A district court is not required to make specific findings with respect to all the evidence presented to it. Craik, 731 F.2d at 472. Talley, 720 F.2d at 507. Craik held that in a case where compliance with an affirmative action plan is relevant to the question of discriminatory intent, the district court must consider it as evidence. Id. at 472. Craik does not require, as Emanuel asserts, that the district court make findings in all instances concerning compliance with affirmative action plans. We hold that the district court did not err in failing to make specific findings of fact concerning the Army’s compliance or noncompliance with its affirmative action plans.

Class Certification

Fed.R.Civ.P. 23(a)(1) requires the district court to determine, among other things, as a prerequisite to class certification that a class is “so numerous that joinder of all members is impractical.” This court has not established any rigid rules regarding the necessary size of classes. Boyd v. Ozark Airlines, Inc., 568 F.2d 50, 54 (8th Cir.1977). In determining whether the “numerosity” requirement is satisfied, the number of persons in a proposed class, the nature of the action, the size of the individual claims, the inconvenience of trying individual suits, and any other factor relevant to the practicability of joinder is relevant. Paxton, 688 F.2d at 559-60. In Paxton, we held that 75 black employees in a promotion class carved out of a pool of 418 employee promotions satisfied the numerosity requirement. Id. at 560-61. In addition to the number of persons in the class, it was significant in Paxton that none of the black employees in the promotion class could, in an individual suit, obtain the broad-based declaratory and injunctive relief that the class sought. Id. at 561.

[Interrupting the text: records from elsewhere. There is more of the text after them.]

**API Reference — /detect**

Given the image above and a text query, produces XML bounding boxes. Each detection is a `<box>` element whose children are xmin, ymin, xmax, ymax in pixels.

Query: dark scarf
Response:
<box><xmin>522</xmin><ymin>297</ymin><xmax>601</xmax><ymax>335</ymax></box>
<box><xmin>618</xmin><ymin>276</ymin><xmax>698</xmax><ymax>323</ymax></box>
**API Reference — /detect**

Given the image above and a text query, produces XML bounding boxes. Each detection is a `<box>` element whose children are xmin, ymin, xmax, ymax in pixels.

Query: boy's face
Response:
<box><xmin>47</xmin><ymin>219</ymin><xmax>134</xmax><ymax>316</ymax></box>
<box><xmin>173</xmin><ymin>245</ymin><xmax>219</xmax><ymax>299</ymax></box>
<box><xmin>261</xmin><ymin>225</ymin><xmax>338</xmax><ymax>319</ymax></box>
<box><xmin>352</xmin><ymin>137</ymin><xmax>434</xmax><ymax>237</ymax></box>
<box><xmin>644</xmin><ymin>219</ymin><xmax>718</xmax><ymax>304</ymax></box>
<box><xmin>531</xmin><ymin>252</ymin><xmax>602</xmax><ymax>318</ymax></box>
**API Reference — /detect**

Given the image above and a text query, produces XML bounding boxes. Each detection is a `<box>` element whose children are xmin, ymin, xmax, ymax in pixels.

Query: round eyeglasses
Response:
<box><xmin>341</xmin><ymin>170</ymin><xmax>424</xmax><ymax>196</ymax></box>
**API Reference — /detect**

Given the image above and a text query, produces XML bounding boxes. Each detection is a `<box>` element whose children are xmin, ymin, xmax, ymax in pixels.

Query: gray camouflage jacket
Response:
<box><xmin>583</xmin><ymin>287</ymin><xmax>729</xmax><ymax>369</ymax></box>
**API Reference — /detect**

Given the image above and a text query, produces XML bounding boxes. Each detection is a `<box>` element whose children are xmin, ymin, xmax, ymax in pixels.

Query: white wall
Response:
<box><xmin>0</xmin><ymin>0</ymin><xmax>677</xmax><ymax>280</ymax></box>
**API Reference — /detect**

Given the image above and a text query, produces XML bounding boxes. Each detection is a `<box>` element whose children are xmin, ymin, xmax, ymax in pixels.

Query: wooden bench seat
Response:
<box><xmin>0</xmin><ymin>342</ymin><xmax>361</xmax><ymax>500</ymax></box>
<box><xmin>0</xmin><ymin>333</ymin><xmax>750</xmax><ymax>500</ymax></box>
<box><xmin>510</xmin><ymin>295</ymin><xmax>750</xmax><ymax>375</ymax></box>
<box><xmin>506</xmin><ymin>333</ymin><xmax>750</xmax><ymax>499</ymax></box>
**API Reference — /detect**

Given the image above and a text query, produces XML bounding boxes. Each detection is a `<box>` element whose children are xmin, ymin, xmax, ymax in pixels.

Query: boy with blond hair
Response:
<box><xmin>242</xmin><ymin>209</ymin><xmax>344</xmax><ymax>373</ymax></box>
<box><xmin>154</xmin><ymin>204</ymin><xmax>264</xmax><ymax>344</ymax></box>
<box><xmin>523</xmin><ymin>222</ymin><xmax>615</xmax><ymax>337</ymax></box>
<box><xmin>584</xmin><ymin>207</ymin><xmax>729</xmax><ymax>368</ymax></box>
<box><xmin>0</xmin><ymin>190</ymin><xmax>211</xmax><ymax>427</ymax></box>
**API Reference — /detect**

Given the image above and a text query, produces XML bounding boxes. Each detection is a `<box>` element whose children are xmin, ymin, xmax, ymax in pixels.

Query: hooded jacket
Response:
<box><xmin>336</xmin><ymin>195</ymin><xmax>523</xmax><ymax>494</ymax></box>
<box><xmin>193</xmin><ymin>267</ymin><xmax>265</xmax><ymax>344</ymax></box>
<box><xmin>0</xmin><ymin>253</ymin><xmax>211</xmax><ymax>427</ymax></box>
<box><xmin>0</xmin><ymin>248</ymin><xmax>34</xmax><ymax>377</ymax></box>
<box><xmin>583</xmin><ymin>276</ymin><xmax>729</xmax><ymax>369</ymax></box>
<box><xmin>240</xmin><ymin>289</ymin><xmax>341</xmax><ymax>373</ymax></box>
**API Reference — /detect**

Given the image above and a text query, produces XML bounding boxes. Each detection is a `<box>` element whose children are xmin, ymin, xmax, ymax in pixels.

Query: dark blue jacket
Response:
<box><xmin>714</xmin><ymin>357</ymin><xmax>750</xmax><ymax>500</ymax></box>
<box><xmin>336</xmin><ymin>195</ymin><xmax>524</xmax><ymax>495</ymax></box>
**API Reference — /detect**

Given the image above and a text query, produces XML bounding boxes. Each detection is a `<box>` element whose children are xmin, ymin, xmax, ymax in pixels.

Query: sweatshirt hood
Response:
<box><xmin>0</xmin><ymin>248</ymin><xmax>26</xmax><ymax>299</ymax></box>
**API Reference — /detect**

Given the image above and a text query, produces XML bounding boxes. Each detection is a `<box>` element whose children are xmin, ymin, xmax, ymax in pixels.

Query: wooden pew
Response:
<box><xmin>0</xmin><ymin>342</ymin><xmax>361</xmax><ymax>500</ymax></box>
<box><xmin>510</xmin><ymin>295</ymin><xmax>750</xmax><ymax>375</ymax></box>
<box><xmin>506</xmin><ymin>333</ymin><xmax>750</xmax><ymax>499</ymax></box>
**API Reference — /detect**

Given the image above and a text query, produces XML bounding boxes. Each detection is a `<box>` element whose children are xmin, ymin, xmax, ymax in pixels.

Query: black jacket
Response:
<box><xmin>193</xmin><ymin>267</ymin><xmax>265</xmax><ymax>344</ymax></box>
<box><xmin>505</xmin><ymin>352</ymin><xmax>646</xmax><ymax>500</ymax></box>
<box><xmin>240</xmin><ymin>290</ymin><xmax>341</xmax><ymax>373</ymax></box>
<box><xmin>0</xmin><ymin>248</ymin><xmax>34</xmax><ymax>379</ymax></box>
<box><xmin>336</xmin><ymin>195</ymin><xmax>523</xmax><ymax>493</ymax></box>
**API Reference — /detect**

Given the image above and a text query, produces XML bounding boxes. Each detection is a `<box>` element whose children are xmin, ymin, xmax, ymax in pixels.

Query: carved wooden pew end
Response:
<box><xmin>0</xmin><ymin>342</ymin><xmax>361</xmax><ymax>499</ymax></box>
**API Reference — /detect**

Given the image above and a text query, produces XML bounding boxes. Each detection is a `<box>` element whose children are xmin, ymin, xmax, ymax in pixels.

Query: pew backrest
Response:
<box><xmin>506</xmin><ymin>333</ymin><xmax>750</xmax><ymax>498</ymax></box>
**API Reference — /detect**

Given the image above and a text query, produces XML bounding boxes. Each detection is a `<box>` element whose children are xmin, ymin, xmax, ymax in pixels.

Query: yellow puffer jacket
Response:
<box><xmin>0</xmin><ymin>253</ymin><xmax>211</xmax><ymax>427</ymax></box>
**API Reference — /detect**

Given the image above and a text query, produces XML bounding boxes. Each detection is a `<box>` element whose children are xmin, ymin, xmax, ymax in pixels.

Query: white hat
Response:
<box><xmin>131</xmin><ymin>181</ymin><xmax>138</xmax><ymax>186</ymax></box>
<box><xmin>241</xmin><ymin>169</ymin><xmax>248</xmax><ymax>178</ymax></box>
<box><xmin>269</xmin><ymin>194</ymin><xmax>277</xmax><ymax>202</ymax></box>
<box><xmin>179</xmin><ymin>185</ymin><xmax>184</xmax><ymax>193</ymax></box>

The district court in the present case denied certification of a class of black males employed at TSARCOM on the basis that the proposed class failed to satisfy the requirement of “numerosity.” The district court initially denied Paige’s request to certify a promotion class consisting of all of the approximately 200 black male civilian employees who worked at TSARCOM. The district court held instead that black male civilian employees at TSARCOM who had been denied a promotion due to their race or had been deterred from seeking a promotion could constitute a class. Certification Memorandum and Opinion at 2.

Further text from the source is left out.